As a New England native, I can attest to this belief, having spent the majority of my summers either on the beaches of Rhode Island or Cape Cod. Many memories of my childhood are engulfed with the images of beach scenery, and even as I grow older, my admiration for the ocean seems to only grow stronger. To most, life by the water is picturesque, since it is a life of leisure. We venture to the ocean for a chance to relax, to marvel at the beauty of the world around us, to allow the melody of the reverberating waves soothe away the shrilling noise of our everyday life. Like Ishmael says: “Yes, as everyone knows, meditation and water are wedded for ever” (19).

Yet, Ishmael is not specifically drawn towards this serene essence of ocean life; his longing for the sea derives from an underlying urge for pure adventure: “I am tormented with an everlasting itch for things remote” (22). Like Pym, Ishmael wishes to escape to the water as a way to transform the mediocrity living of his life into a soulful voyage of time. He does not want to be a mere passenger of a ship (or of his dreams), he wants to be a sailor, actively participating in the action and excitement aboard a whaling vessel. A character fully invested in taking advantage of the present moment, Ishmael represents a youthful and eager spirit wishing to seize control of the fate of one’s own life. With his adventurous fortitude, Ishmael does not seem to see the temporality to one’s dreams or the incessant hold that destiny has over humanity. When presented with the memorial tablets of lost shipmates, Ishmael reflects: “Methinks we have hugely mistaken this matter of Life and Death.
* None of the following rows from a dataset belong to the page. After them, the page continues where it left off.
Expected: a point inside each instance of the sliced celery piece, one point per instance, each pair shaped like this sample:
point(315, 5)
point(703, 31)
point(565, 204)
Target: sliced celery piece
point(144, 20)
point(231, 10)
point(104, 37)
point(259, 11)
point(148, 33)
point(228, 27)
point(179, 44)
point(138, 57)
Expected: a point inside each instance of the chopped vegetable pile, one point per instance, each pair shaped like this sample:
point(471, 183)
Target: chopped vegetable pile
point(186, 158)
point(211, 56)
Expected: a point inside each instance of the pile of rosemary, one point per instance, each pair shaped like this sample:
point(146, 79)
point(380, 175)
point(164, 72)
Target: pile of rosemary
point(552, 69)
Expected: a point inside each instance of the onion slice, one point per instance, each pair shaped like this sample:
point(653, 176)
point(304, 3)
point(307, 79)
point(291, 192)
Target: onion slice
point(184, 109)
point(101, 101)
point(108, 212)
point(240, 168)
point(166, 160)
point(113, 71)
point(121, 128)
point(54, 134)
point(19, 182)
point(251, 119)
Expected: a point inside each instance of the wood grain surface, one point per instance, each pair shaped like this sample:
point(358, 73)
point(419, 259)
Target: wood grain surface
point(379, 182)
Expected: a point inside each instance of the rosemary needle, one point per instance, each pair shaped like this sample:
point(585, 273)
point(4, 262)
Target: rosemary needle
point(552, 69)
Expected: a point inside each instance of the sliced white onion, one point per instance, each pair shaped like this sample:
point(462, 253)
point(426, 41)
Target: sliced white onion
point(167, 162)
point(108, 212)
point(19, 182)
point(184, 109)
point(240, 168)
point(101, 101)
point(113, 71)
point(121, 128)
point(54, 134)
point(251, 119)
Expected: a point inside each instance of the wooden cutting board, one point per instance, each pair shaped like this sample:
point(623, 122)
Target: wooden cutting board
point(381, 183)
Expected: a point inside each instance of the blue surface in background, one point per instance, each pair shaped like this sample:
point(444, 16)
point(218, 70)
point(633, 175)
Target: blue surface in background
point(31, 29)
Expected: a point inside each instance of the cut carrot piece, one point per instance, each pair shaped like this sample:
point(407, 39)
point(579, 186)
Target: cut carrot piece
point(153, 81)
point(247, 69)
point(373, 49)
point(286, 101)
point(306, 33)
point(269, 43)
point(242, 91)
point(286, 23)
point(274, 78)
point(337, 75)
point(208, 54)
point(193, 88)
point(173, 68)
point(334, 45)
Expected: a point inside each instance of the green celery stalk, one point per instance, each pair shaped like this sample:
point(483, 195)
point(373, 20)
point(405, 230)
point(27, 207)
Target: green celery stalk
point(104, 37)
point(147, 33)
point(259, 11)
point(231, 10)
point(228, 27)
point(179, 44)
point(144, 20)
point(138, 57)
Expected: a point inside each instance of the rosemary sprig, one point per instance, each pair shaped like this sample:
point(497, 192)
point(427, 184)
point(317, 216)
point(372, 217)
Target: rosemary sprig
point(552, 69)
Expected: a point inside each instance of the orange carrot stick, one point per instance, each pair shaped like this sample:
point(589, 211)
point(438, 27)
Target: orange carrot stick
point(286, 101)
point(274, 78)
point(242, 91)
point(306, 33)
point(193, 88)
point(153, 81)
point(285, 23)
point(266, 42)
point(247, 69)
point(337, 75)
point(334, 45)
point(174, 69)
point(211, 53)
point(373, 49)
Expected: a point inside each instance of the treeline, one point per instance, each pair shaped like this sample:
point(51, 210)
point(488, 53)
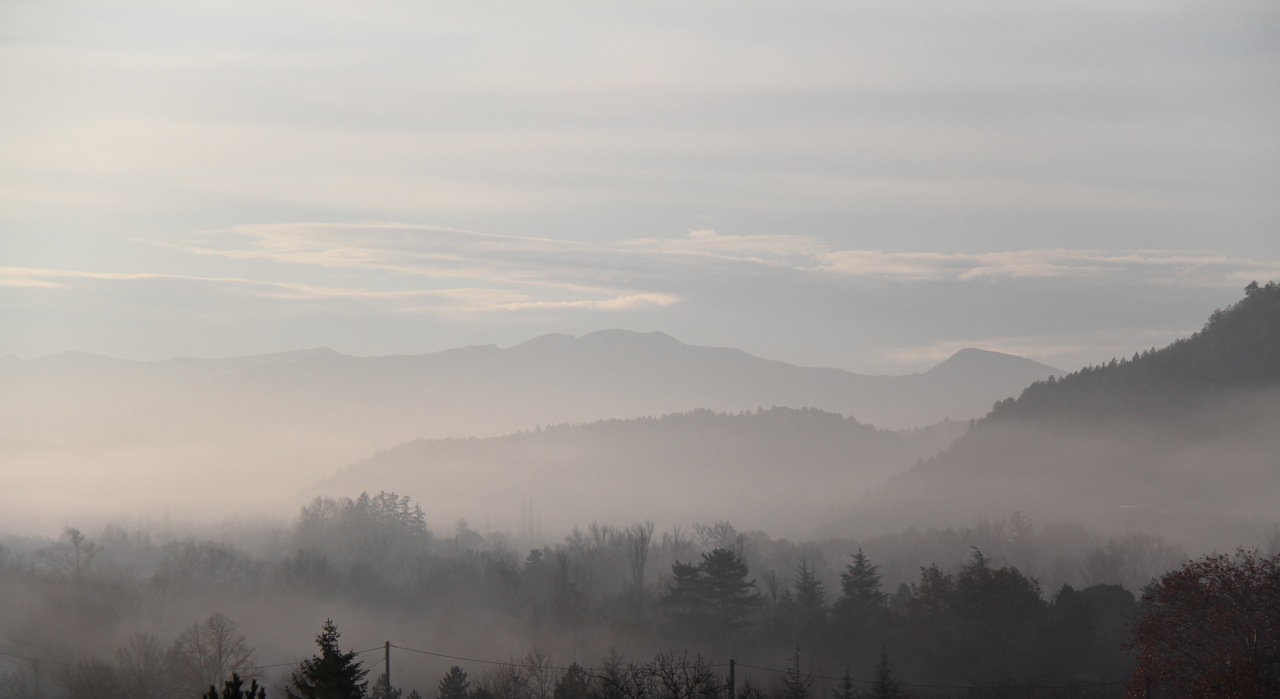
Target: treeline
point(969, 612)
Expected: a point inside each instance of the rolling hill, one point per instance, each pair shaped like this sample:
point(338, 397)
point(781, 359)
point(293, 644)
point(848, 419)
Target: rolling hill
point(1183, 439)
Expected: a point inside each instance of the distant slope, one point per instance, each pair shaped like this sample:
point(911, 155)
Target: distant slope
point(1184, 438)
point(265, 425)
point(355, 405)
point(780, 469)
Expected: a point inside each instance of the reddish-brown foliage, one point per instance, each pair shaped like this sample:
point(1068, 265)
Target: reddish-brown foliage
point(1211, 629)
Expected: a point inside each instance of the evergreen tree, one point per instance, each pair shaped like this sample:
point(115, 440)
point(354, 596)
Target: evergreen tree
point(796, 685)
point(886, 685)
point(455, 684)
point(713, 597)
point(860, 583)
point(730, 594)
point(382, 691)
point(845, 689)
point(575, 684)
point(860, 612)
point(810, 604)
point(332, 674)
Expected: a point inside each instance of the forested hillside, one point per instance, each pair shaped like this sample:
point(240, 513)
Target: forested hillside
point(784, 470)
point(1238, 348)
point(1175, 439)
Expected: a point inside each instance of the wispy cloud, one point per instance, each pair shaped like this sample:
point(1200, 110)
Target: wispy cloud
point(437, 269)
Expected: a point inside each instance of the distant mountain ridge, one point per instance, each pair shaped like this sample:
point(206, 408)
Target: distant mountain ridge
point(77, 426)
point(1183, 438)
point(781, 469)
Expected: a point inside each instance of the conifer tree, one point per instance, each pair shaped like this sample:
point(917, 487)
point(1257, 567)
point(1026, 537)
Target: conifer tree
point(845, 689)
point(796, 685)
point(234, 689)
point(455, 684)
point(382, 691)
point(886, 685)
point(332, 674)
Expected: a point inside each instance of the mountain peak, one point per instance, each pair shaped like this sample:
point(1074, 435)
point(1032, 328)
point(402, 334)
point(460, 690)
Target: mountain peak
point(970, 361)
point(629, 338)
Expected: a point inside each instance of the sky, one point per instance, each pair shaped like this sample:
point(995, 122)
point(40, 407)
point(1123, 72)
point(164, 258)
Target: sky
point(863, 184)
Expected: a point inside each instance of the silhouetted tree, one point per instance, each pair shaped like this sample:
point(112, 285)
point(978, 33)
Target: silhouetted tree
point(455, 684)
point(1212, 629)
point(574, 684)
point(234, 689)
point(845, 689)
point(206, 653)
point(332, 674)
point(810, 606)
point(382, 691)
point(860, 616)
point(886, 685)
point(796, 684)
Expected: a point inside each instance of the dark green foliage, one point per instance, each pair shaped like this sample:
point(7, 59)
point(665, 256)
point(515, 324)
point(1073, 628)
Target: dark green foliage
point(332, 674)
point(714, 597)
point(382, 691)
point(455, 684)
point(575, 684)
point(810, 606)
point(1237, 348)
point(796, 684)
point(860, 615)
point(886, 685)
point(234, 689)
point(845, 689)
point(860, 586)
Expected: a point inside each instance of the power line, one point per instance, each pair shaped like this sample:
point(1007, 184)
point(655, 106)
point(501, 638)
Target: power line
point(561, 668)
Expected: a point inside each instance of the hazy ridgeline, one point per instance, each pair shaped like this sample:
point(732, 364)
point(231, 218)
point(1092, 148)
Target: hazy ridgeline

Methinks that what they call my shadow here on earth is my true substance.” (45). Clearly noted as a man skeptical of religion, Ishmael does not consider a life after death, and therefore pays no mind to the outcome of his voyage, or what destiny may have in store for him. He continues: “Methinks that in looking at things spiritual, we are too much like oysters observing the sun through the water” (45). Rather than maintain a life of idle stature, staring hazily into the eyes of religion for a sign of direction, Ishmael decides to be the navigator of his own agency and use the will of his adventurous soul as his only source of guiding inspiration.